11 Tips for Effective Meetings & Empathy-based Conversations

empathy driven meetings
image credit: HMI

Verbal & written communication is vital in how we perceive & communicate thoughts. In-person or video meetings are a great way to add that touch of personalization to your communication.

Here are 11 ways you could improve communication skills at work or when dealing with friends & family:

  1. Create a conducive environment: Make sure you're not in a place where you're likely to get distracted by a crying baby, a barking dog, or a parrot that keeps repeating everything you say.
  2. Be present: Stay focused on your thoughts and don't daydream during the conversation. Unless, of course, you're dreaming about a way to make the conversation more interesting!
  3. Show empathy: Put yourself in the other person's shoes, and think about how you would feel if someone else was listening to you.

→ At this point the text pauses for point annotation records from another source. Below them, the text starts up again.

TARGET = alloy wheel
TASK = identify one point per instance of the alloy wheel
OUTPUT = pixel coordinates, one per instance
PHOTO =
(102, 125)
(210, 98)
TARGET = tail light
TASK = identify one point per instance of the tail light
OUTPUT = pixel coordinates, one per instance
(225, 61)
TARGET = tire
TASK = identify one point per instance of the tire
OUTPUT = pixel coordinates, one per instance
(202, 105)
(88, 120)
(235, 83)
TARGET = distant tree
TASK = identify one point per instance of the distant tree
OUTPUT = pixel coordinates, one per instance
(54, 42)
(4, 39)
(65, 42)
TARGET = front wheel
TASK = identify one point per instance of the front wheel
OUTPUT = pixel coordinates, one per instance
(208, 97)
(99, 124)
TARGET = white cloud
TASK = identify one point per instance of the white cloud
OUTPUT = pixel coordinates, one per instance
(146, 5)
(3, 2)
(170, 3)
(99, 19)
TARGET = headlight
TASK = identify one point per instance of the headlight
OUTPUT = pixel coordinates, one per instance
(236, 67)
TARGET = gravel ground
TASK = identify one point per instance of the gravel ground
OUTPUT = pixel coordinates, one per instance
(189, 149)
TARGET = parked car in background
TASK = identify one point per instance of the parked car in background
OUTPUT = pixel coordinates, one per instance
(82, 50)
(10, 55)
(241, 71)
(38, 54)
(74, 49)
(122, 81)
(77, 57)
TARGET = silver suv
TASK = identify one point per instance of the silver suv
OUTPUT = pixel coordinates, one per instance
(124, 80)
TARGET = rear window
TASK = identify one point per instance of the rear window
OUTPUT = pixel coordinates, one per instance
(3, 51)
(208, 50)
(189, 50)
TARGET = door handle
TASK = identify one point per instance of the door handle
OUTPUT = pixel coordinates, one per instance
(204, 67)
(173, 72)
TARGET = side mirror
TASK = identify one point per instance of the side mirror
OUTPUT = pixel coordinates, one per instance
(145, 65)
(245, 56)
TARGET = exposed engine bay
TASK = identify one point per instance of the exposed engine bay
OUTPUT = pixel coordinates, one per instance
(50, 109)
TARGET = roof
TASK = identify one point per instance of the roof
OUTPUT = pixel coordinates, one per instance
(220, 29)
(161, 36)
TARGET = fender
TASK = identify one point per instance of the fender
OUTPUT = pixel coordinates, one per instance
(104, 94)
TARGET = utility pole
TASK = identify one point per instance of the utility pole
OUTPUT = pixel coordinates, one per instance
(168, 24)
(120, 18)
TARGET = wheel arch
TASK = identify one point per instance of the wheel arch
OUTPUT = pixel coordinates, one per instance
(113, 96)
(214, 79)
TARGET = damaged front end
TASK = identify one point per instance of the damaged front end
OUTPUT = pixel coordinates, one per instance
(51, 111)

Unless you have really smelly feet, in which case, put yourself in their sandals instead.
  4. Practice active listening: Listen carefully to what the other person is saying, and avoid thinking about what you will have for dinner. If they're talking about food, then take notes!
  5. Avoid interrupting: Interrupting is like jumping into a conversation without checking to see if the water is deep enough. You might make a splash, but you could also hit your head on a rock.
  6. Use nonverbal cues: Nod your head, smile, and maintain eye contact. If you're on a video call, try not to look like you're staring into the abyss.
  7. Be respectful: Speak to the other person respectfully, even if you secretly think they're wearing a hideous shirt. If you're both wearing ugly shirts, then go ahead and bond over your fashion faux pas.
  8. Practice reflective listening: Repeat what the other person is saying, and add your own spin.
  9. Avoid making assumptions: Don't assume you know everything about the other person. If you're psychic, skip this step and tell them what they're thinking.
  10. Give feedback: Share your perspective, but avoid being too blunt or harsh. If you think they need a wake-up call, grab a bullhorn and let them have it!